Depois de muita expectativa – e com grande exposição na mídia -, foi constituída comissão para “resgatar a verdade histórica” de um período de 42 anos da
vida política nacional, objetivando, fundamentalmente, detectar os casos de tortura na luta pelo poder. A História é contada por historiadores, que têm
postura imparcial ao examinar os fatos que a conformaram, visto serem cientistas dedicados à análise do passado. Os que ambicionam o poder fazem a
História, mas, por dela participarem, não têm a imparcialidade necessária para a reproduzir.
A Comissão da Verdade não conta, em sua composição, com nenhum historiador capaz de apurar, com rigor científico, a verdade histórica da tortura no Brasil,
de 1946 a 1988. O primeiro reparo, portanto, que faço à sua constituição é o de que “não historiadores” foram encarregados de contar a História daquele
período.
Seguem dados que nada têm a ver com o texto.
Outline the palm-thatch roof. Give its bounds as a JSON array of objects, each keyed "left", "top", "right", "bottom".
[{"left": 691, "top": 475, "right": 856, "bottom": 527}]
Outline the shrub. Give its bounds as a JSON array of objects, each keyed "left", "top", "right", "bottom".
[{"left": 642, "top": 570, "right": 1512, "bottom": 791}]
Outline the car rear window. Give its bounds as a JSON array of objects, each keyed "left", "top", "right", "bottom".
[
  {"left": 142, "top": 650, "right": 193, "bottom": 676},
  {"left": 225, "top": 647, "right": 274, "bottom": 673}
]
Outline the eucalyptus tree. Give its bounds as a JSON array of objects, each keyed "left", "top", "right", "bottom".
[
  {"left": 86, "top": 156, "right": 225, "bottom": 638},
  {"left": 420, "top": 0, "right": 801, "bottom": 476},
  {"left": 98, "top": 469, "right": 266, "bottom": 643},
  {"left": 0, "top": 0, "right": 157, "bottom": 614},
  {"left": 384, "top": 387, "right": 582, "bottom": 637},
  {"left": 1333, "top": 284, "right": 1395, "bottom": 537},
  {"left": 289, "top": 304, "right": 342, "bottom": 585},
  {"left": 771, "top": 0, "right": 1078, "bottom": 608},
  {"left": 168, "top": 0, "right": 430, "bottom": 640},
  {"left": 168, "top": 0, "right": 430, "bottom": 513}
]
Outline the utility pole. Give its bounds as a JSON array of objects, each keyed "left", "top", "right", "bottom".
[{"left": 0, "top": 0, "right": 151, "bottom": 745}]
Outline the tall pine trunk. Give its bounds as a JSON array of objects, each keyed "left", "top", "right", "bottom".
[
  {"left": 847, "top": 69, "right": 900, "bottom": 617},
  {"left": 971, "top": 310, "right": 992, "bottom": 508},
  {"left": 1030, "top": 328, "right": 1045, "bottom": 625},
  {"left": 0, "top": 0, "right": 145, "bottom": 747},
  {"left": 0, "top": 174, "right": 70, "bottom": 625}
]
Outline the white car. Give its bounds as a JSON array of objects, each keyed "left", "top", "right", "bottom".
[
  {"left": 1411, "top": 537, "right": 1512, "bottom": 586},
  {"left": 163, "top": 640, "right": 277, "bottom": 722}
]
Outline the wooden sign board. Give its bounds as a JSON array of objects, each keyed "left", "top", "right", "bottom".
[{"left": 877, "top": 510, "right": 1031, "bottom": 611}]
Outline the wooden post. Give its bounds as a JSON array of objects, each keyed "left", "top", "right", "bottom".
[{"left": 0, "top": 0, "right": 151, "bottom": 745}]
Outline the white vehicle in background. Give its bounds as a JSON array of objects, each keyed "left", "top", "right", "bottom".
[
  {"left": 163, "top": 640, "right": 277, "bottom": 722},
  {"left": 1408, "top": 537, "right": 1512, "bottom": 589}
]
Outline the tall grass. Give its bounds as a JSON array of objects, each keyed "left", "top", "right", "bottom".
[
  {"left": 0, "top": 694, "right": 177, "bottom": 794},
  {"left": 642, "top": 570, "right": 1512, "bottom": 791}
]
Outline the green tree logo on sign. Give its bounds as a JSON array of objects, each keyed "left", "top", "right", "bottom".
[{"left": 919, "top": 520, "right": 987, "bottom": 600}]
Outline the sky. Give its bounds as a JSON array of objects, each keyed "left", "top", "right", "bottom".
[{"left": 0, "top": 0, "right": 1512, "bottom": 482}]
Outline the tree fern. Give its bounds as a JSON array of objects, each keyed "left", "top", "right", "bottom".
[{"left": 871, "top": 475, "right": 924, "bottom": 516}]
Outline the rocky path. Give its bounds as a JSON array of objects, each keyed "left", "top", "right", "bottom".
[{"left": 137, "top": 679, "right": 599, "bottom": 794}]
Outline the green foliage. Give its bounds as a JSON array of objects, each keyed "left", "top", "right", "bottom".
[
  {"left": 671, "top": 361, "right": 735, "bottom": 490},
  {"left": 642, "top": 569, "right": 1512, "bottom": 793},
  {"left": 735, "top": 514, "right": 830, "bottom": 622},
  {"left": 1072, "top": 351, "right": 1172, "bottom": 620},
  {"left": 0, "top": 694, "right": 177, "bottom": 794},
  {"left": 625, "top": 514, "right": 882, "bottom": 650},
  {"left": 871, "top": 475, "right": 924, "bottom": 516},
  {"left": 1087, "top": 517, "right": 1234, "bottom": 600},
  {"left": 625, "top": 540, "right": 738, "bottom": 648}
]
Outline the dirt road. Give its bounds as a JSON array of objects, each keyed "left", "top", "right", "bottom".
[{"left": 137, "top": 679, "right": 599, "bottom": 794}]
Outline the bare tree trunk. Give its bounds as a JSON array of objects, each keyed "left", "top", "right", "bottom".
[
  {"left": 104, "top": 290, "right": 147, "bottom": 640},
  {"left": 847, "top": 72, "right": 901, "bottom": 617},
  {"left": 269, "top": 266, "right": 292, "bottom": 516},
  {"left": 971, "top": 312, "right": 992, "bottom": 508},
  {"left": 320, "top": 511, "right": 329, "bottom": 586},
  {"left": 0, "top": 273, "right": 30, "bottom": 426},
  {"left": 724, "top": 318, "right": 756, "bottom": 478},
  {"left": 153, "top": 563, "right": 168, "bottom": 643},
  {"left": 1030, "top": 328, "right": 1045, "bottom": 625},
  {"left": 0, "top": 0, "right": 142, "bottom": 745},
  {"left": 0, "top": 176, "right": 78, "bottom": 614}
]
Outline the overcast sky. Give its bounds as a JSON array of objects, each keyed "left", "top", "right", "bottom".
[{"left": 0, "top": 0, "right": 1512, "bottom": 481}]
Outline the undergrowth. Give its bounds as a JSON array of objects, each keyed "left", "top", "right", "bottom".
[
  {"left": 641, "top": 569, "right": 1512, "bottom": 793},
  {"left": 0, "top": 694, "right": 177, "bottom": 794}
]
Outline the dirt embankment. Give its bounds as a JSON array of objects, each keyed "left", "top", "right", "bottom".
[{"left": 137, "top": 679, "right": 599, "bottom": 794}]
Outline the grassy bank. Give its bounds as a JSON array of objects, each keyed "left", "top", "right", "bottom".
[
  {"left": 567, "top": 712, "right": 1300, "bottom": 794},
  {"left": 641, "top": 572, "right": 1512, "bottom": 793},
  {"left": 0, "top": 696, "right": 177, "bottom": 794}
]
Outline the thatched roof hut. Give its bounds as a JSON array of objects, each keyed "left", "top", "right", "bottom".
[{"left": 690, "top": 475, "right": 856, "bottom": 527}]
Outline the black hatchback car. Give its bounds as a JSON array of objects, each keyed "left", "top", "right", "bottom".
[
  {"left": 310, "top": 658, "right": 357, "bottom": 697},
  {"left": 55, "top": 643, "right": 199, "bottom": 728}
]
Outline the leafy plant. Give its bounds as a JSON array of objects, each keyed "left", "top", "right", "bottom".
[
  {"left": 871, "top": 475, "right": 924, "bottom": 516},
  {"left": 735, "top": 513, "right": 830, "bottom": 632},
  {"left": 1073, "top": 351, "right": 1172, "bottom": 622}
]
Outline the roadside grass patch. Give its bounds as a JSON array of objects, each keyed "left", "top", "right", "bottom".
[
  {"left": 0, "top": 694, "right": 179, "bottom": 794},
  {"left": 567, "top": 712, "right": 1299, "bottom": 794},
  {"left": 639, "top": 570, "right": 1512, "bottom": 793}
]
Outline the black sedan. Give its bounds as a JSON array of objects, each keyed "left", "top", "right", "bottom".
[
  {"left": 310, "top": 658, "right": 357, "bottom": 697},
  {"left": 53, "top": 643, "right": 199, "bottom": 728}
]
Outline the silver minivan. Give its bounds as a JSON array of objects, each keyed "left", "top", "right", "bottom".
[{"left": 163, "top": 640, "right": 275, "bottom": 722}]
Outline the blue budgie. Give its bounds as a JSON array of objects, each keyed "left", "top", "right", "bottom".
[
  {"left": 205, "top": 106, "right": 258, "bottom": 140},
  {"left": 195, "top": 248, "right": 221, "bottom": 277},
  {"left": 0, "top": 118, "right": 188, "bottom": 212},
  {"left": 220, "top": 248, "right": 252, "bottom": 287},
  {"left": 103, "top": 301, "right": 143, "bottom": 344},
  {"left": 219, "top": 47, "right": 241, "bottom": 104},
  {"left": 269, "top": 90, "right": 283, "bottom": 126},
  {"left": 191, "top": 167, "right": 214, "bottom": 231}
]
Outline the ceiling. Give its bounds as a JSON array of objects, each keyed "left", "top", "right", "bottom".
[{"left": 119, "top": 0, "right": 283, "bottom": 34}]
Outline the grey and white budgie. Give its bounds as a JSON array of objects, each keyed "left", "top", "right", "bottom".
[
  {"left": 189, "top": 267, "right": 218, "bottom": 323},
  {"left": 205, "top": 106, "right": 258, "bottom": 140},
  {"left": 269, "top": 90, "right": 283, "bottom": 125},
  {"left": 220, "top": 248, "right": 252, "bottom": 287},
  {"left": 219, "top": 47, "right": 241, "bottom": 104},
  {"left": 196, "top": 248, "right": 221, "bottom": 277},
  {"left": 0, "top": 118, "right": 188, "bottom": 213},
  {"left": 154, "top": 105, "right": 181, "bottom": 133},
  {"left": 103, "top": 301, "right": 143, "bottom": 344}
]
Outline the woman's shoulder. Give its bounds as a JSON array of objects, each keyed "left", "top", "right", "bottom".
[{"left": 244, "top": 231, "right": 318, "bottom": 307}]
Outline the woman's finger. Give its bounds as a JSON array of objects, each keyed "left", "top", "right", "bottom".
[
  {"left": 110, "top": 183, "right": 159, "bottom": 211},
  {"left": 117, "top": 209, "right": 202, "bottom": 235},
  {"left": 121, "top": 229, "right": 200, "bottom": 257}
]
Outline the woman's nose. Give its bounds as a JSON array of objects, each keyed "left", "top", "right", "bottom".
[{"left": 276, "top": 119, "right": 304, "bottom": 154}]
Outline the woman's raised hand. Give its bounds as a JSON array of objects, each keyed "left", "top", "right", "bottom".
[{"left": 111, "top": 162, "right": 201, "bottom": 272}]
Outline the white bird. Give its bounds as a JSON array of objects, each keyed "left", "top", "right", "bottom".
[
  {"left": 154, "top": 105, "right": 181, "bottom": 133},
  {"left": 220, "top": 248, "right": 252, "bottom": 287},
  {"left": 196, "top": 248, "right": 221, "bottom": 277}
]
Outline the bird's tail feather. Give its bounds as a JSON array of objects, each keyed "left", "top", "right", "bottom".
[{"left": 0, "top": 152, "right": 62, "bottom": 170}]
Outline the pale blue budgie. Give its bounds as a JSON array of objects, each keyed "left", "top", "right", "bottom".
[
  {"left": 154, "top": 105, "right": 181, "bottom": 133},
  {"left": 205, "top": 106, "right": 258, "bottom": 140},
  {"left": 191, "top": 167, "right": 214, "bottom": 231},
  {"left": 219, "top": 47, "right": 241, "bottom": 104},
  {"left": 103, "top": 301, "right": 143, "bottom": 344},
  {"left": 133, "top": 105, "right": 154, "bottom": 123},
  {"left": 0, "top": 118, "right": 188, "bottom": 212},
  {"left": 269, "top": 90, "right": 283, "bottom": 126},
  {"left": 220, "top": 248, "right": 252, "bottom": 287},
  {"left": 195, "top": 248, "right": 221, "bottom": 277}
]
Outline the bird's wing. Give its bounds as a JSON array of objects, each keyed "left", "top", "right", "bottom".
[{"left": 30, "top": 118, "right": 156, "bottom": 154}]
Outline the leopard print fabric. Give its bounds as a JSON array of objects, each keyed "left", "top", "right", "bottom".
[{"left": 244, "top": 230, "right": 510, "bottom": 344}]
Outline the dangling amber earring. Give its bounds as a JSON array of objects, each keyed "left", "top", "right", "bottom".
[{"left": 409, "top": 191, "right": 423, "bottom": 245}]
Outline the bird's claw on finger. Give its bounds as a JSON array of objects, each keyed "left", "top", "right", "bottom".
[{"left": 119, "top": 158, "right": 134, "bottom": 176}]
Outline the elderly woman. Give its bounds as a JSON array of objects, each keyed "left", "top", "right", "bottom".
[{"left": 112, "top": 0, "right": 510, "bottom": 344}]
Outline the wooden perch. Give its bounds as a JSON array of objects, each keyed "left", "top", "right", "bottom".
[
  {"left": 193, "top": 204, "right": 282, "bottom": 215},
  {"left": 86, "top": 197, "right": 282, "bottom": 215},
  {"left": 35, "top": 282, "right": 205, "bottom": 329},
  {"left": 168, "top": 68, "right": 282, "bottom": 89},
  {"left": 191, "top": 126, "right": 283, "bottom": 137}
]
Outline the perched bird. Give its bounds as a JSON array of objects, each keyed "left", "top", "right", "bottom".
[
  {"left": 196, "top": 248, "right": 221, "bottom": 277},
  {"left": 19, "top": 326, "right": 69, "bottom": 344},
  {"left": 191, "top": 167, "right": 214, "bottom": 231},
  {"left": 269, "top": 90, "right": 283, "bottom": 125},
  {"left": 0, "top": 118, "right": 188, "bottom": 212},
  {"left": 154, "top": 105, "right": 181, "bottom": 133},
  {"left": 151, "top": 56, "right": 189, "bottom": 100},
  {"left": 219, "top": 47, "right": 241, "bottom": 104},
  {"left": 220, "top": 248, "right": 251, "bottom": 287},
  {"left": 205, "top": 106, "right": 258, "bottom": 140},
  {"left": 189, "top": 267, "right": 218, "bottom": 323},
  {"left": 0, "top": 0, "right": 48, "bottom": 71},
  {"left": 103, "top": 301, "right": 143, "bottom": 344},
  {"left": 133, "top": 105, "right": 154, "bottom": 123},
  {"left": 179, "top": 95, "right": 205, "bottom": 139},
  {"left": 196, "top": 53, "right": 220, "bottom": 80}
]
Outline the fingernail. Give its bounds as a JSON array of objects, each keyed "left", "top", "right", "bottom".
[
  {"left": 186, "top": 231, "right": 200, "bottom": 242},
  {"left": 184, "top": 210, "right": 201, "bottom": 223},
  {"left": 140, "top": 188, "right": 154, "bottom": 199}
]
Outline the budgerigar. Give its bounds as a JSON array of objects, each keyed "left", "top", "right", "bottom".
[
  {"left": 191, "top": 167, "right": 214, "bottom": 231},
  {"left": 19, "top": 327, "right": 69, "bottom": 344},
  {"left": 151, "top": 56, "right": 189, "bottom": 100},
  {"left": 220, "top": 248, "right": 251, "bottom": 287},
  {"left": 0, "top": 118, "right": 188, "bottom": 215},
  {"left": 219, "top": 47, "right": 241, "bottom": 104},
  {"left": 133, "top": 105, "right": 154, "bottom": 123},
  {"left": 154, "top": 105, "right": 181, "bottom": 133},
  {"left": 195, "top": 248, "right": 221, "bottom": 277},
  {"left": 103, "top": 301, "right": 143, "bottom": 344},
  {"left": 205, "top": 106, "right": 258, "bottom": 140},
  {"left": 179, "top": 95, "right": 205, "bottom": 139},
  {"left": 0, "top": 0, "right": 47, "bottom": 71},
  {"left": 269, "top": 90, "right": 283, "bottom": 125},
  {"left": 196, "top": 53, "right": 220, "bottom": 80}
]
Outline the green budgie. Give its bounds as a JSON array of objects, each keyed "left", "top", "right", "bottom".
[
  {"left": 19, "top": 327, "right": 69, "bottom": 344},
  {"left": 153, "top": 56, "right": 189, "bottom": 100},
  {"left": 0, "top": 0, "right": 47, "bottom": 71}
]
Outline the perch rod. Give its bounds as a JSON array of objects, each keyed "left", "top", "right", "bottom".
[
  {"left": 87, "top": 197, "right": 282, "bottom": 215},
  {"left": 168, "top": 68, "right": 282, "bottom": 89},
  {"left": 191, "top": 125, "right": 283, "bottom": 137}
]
Conheço seis dos sete membros da comissão e tenho por eles grande respeito, além de amizade com alguns. Não possuem, no entanto, a qualificação
científica para o trabalho que lhes foi atribuído.
O segundo reparo é que estiveram envolvidos com os acontecimentos daquele período. Em debate com o ex-deputado Ayrton Soares, em programa de Mônica
Waldvogel, perguntou-me o amigo e colega – que defendia a constituição de comissão para essa finalidade, enquanto eu não via necessidade de sua criação –
se eu participaria dela, se fosse convidado. Disse-lhe que não, pois, apesar de ser membro da Academia Paulista de História, estive envolvido nos
acontecimentos. Inicialmente, dando apoio ao movimento para evitar a ameaça de ditadura e garantir as eleições de 1965, como, de resto, fizeram todos os
jornais da época. No dia 2 de setembro de 1964, o jornal O Globo, em seu editorial, escrevia: “Vive a nação dias gloriosos. Porque souberam unir-se todos
os patriotas, independentemente de vinculações políticas, simpatias ou opinião sobre problemas isolados, para salvar o que é essencial à democracia, a lei,
a ordem”.
A partir do Ato Institucional n.º 2/65, que suprimiu as eleições daquele ano, opus-me a ele, o ponto de, em 13 de fevereiro de 1969, ter sido pedido o
confisco de meus bens e a abertura de um inquérito policial militar sobre minhas atividades de advogado, por defender empresa que não agradava ao regime. O
mais curioso é que continuei como advogado, tendo derrubado a prisão de seus diretores, no Supremo Tribunal Federal, em 1971, por 5 a 3, à época em que os
magistrados não se curvavam ao poder da mídia ou dos detentores do poder. Embora arquivados os dois pedidos, o fato de ter sido anunciada a abertura do
processo contra mim, pelos jornais, com grande sensacionalismo, tive minha advocacia abalada por alguns anos. Nem por isso pedi indenizações milionárias ao
governo atual, nem pedirei. À época apoiei a Anistia Internacional, tendo entrado para seus quadros sob a presidência de Rodolfo Konder, e fui conselheiro
da OAB-SP por seis anos, antes da redemocratização. À evidência, faltar-me-ia, por mais que quisesse ser imparcial, a tranquilidade necessária para
examinar os fatos com isenção. Envolvidos da época não podem adotar uma postura neutra ao contar os fatos históricos de que participaram.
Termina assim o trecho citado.